Next, the control system of the air cleaning apparatus 10 of this embodiment is demonstrated.
FIG. 5 is a block diagram showing a control system of the air cleaning device of the present embodiment. In the embodiments described below, members having the same configuration / action as those already described are denoted by the same or corresponding reference numerals in the drawings, and description thereof is simplified or omitted. When the air cleaning device 10 is driven, a predetermined voltage is supplied to the motor control unit 33, the light irradiation unit 14, and the transformer 34 by starting the power supply circuit 32. By setting the transformer 34 to a predetermined frequency (for example, frequencies 50 Hz and 60 hertz), the voltage applied to drive the light irradiation unit 14 can be switched. By driving the motor control unit 33, the air blowing unit 16 is driven, and air starts to flow along the flow path of the case body 11. Simultaneously with the start of driving of the blower 16 or before and after the start of the drive, the light irradiation unit 14 is driven to start the light irradiation, and the photocatalytic filter 12 generates active oxygen and flows by the blower 16. The active oxygen is diffused into the ambient atmosphere of the air cleaning device 10 by air.

  Here, the air cleaning device 10 is connected to at least one of the sensor unit 36 that detects the amount of organic substances in the atmosphere, the light irradiation unit 14, and the air blowing unit 16 in a state in which signals can be input and output. Drive control unit 38 is provided. The sensor unit 36 outputs a detection signal to the drive control unit 38 when an organic substance is detected. The drive control part 38 can control at least one of the light irradiation part 14 and the ventilation part 16 based on the detection signal of an organic substance. When controlling the light irradiation part 14, the quantity of the light to irradiate and the time to irradiate light can be controlled. Moreover, you may have the timer function which sets lighting of the light irradiation part 14 to intermittent operation, and complete | finishes irradiation. When controlling the air blower 16, the amount of air to be blown and the time to blow can be controlled. Moreover, you may have the timer function which sets the drive of the ventilation part 16 to intermittent operation, and complete | finishes ventilation.

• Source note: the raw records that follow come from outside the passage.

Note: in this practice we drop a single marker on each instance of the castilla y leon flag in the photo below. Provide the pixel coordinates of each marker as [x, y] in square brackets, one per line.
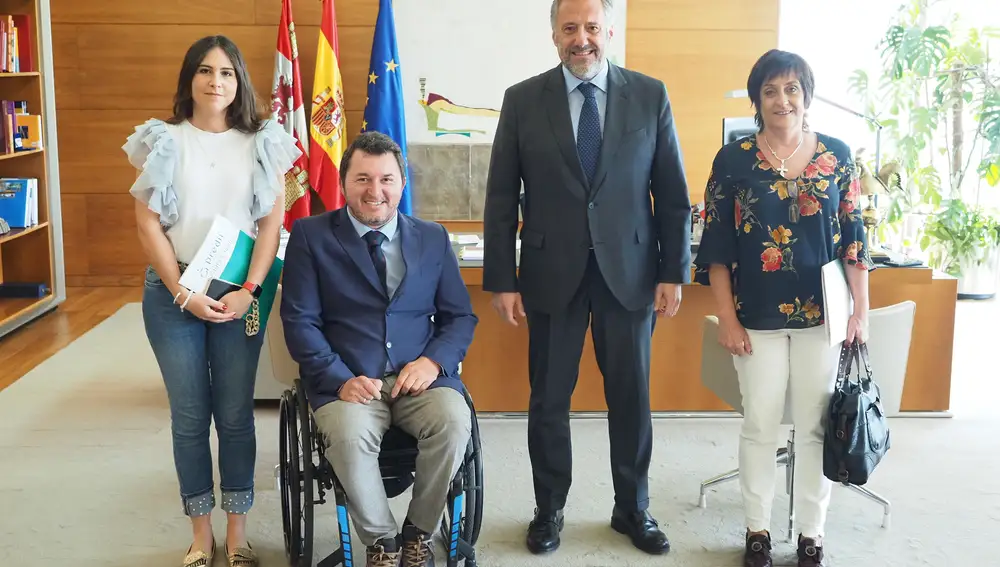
[287, 109]
[328, 125]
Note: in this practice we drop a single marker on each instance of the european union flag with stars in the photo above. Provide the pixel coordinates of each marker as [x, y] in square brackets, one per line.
[384, 107]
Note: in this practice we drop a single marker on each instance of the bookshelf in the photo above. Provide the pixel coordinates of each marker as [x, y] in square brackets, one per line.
[31, 252]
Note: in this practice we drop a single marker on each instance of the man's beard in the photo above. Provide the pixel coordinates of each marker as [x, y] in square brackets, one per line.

  Examples of odors detected by the sensor unit 36 include body odors and bad breaths from the human body, alcohol substances, and organic substances produced from pet manure. Moreover, a sensor part is not limited to an odor, For example, house dusts, such as a tick, dust, and pollen can also be detected.

  FIG. 6 is a perspective view showing the configuration of the light shielding member. 7 is a cross-sectional view taken along line AA in FIG. The light shielding members 42 and 44 are formed in substantially rectangular frame bodies 52 and 54 and the frame bodies 52 and 54, respectively, in the direction in which air flows (arrow F in FIG. 6). And a plurality of light shielding plates 52a and 54a for shielding the passage of light. In the present embodiment, the light shielding members 42 and 44 are used in a state where the frame bodies 52 and 54 having the same configuration are overlapped with each other. The plurality of light shielding plates 52 a and 54 a are arranged in parallel with each other at substantially equal intervals, and the light shielding plates 52 a and 54 a communicate with each other from the upstream side to the downstream side, and from the upstream surface of the frame body 52. The inflowing air is allowed to pass out of the downstream surface. The inclination angles I of the plurality of light shielding plates 52a and 54a are all equal, and are preferably in the range of 30 ° to 50 ° with respect to the horizontal direction of the case body 11 (left and right direction in FIG. 7).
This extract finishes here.